Spin-polarized currents sustained using an oscillating voltage

Theoretical research by A*STAR researchers in Singapore shows that spin-polarized current can simply be achieved by applying an oscillating voltage across the device. Spin-polarized is critical for Spintronics devices, but imperfections in a material can easily destroy the polarization.

The researchers looked at a two-dimensional electron gas (in which the electrons can move only in one plane). If you pass a spin-polarized current through this gas, a Rashba spin-orbit coupling effect makes the spin change (first upwards and then downwards) - which reduces the polarization to zero. Using a spin-current rectifier (like a spin polarization filter) one can control the strength of the Rashba coupling effect and so prolong the spin current's polarization life.

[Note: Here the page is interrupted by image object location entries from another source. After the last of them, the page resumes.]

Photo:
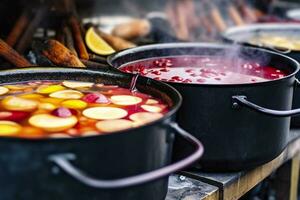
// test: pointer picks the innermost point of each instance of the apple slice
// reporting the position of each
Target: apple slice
(114, 125)
(151, 101)
(52, 123)
(154, 109)
(145, 117)
(3, 90)
(48, 89)
(125, 100)
(105, 113)
(66, 94)
(75, 84)
(19, 104)
(8, 128)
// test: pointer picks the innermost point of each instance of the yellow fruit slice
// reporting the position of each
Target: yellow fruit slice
(67, 94)
(8, 128)
(31, 96)
(75, 84)
(74, 104)
(104, 113)
(154, 109)
(96, 44)
(3, 90)
(52, 123)
(19, 104)
(114, 125)
(125, 100)
(47, 89)
(145, 117)
(151, 101)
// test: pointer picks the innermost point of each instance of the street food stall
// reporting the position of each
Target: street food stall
(152, 100)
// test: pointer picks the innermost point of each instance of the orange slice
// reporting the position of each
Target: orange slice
(52, 123)
(19, 104)
(114, 125)
(96, 44)
(105, 113)
(125, 100)
(8, 128)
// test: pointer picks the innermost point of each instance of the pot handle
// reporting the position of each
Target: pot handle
(242, 101)
(63, 162)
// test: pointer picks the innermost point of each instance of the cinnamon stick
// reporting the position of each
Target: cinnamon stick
(26, 38)
(18, 29)
(60, 55)
(79, 42)
(235, 16)
(12, 56)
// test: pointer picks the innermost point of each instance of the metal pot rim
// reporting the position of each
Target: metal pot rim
(169, 114)
(132, 51)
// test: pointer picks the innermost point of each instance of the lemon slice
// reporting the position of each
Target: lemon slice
(125, 100)
(52, 123)
(145, 117)
(75, 84)
(96, 44)
(105, 113)
(114, 125)
(3, 90)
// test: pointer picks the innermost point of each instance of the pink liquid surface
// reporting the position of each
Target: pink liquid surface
(204, 70)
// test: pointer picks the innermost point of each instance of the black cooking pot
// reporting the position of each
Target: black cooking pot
(132, 164)
(241, 35)
(235, 137)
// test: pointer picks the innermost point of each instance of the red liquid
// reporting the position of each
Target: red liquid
(203, 70)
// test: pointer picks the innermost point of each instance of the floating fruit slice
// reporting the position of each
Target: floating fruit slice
(75, 84)
(19, 104)
(96, 44)
(154, 109)
(114, 125)
(13, 115)
(63, 112)
(125, 100)
(67, 94)
(8, 128)
(52, 123)
(3, 90)
(105, 113)
(145, 117)
(151, 101)
(96, 98)
(74, 104)
(48, 89)
(31, 96)
(47, 106)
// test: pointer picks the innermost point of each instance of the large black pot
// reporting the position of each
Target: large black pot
(132, 164)
(234, 136)
(241, 35)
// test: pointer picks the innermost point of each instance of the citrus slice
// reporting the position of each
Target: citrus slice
(145, 117)
(19, 104)
(75, 84)
(67, 94)
(125, 100)
(114, 125)
(150, 108)
(3, 90)
(8, 128)
(96, 44)
(52, 123)
(105, 113)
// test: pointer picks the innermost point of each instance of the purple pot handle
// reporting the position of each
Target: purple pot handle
(63, 162)
(239, 101)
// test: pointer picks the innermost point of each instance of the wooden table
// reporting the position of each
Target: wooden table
(192, 185)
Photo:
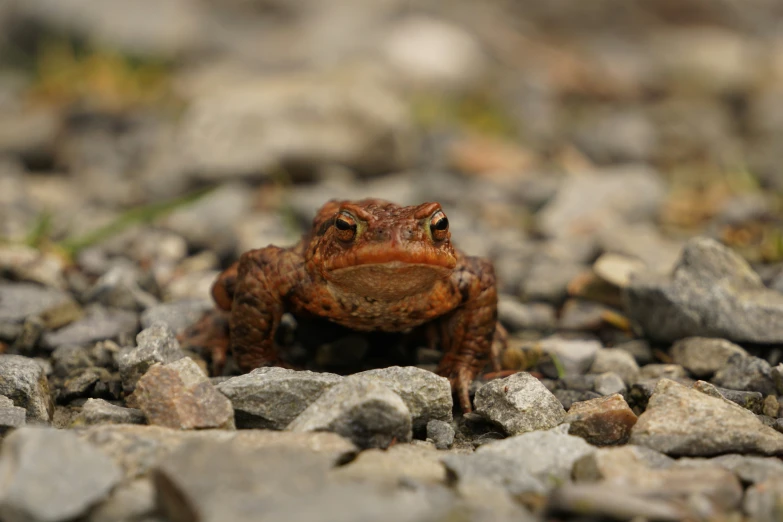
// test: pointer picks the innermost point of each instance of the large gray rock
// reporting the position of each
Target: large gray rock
(426, 394)
(368, 413)
(680, 421)
(23, 381)
(246, 129)
(703, 356)
(272, 397)
(519, 403)
(712, 292)
(179, 395)
(51, 475)
(155, 344)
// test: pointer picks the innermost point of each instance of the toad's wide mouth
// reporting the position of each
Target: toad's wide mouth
(386, 260)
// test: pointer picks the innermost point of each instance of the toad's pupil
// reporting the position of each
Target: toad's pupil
(441, 224)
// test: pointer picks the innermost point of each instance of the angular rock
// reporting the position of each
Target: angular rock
(131, 501)
(271, 397)
(426, 394)
(681, 421)
(546, 455)
(712, 292)
(609, 383)
(603, 421)
(748, 373)
(10, 416)
(98, 411)
(574, 356)
(618, 361)
(179, 395)
(51, 475)
(23, 381)
(178, 315)
(156, 344)
(763, 500)
(519, 403)
(137, 449)
(363, 411)
(99, 324)
(526, 316)
(440, 433)
(703, 356)
(752, 401)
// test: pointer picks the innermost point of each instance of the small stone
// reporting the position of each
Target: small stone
(18, 301)
(179, 395)
(155, 344)
(763, 500)
(684, 422)
(137, 449)
(713, 292)
(178, 315)
(745, 372)
(618, 361)
(271, 398)
(426, 394)
(703, 356)
(526, 316)
(519, 403)
(750, 469)
(390, 466)
(752, 401)
(52, 475)
(131, 501)
(363, 411)
(609, 383)
(441, 433)
(574, 356)
(603, 421)
(658, 371)
(24, 381)
(99, 411)
(99, 324)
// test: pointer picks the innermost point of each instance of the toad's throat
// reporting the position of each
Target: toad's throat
(390, 281)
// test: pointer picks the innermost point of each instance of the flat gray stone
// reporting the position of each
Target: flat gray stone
(51, 475)
(271, 397)
(681, 421)
(99, 411)
(519, 403)
(99, 324)
(18, 301)
(23, 381)
(712, 292)
(363, 411)
(703, 356)
(427, 395)
(156, 344)
(137, 449)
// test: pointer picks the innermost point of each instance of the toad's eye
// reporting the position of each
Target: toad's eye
(439, 225)
(346, 226)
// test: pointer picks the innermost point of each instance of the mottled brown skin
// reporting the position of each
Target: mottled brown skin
(368, 265)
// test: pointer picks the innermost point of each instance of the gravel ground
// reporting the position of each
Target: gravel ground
(619, 164)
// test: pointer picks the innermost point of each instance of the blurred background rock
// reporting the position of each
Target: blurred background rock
(180, 133)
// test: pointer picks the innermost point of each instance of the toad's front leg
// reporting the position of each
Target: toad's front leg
(468, 332)
(264, 277)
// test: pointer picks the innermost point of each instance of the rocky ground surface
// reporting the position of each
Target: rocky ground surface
(619, 163)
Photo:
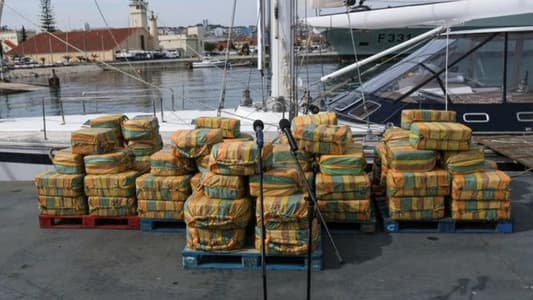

Spin information can travel much further than thought before

Researchers from the Japanese RIKEN institute have shown that spin information in some materials can travel much further than previously thought. The researchers managed to measure the spin diffusion in detail by using two magnetic contacts to inject the spin signal into a thin silver wire. This enhances the amount of spin polarization present in the wire. Using a third contact that picks the signals, they were manage to manage the polarization degree at several distances along the wire.

They say that spin current was detected at distances of over ten micrometers. The absolute magnitude of the spin signal decreases with travel distance, but the quality of the spin precession signal (coherence) is actually improved - due to the fact that the collective coherent precession of the spins has a beneficial effect on the overall spin polarization over time.

Using spin waves can efficiently generate spin current

Researchers from Cambridge University developed a more efficient way to generate spin current, using the collective motion of spins called spin waves (the wave property of spins). There are a number of different interactions in spin waves and the researchers's idea was to use such spin wave interactions for generating efficient spin currents.

One of the spin wave interactions (called three-magnon splitting) generates spin current 10 times more efficiently than using pre-interacting spin-waves.

Researchers managed to generate a spin current in Graphene

Researchers from the City University of Hong Kong managed to generate a spin current in Graphene, which could lead us to using Graphene as a spintronics device.

The scientists used spin splitting in monolayer graphene generated by ferromagnetic proximity effect and adiabatic (a process that is slow compared to the speed of the electrons in the device) quantum pumping. They can control the degree of polarization of the spin current by varying the Fermi energy (the level in the distribution of electron energies in a solid at which a quantum state is equally likely to be occupied or empty), which they say is very important for meeting various application requirements.

Cambridge researchers use laser light to control and detec spin current

Researchers from the Hitachi Cambridge Laboratory in the University of Cambridge developed a new technology that enables the control (and detection) of spin current. The idea is to use laser light to sustain the spin signal during transit and to manipulate it by applying a voltage. The detection is done electrically.

The team admits that for high-volume information processing this will not really be practical, but this method proves the spin-transistor principle and it be lay the ground work for next-generation devices.